Kalte Stückgare (ich liebe Bäckerbegriffe. “Gar, du Stück!”). Fürs Frühstück mit backfrischem Brot die dramaturgisch perfekte Führung, weil die Baguettes am Backtag direkt in den Ofen gehen, nachdem die Teiglinge über Nacht im Kühlschrank geruht haben. Danke einmal mehr an Lutz und Manfred Schellin für die Grundlagen des Baguettebackens im Oktober in der Kochbar Berlin :-) Et oui, je les aime bien cuites.
Der Fragebogen der Bildungstrinker
Bei Mek gefunden, dieser Fragebogen. Ui, den beantworte ich jetzt auch mal. Und Dir lieber Mek, danke für das Kompliment hier in Deinen Antworten versteckt. Meine Antworten seien dann auch zuerst mal Dir gewidmet – und dann dem Rest der elektrischen Leserschaft.
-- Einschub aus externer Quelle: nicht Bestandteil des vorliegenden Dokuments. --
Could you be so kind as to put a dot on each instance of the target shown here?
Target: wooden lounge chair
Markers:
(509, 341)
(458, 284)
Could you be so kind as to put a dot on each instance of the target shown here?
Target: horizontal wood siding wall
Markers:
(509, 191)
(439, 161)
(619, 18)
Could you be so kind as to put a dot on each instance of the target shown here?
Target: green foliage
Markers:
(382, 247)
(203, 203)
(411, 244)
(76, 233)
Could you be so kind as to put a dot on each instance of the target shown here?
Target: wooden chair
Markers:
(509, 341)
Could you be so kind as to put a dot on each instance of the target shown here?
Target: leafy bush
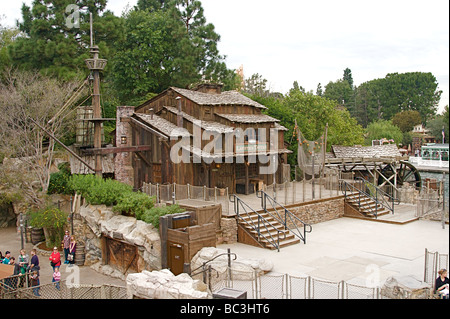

Chin!
- Was ist dein liebster Drink?
- Ich habe keinen “Immer-Drink”. Im großen und ganzen mag ich es durchaus gern hochprozentig aber nicht (immer) so, dass der Alkohol einen wie ein ganz linker Haken in den Clubsessel haut.
- Ich mag es fruchtig, aber nicht die prollige Süße von Strandbar-Mai-Tais und Club-Schlüpferstürmern, die der Sohn Sex on the bitch ausspricht. So mag ich den Gimlet, gebe Gin und Lime Juice aber immer noch einen Dash frisch gepresster Limette bei. Ich ziehe den Gin Fizz dem Collins vor und Gin Tonic mit Tanqueray liebe ich mit Limette, mit Hendrick’s dagegen mit Gurke. Mit 12 Monkeys und Alexander von Eisenhart Rothe’s Ibiza-Gin trinke ich den Gin Tonic am liebsten ohne Tonic. Mit meiner Frau trinke ich gern Negronis, denn wir lieben auch Campari.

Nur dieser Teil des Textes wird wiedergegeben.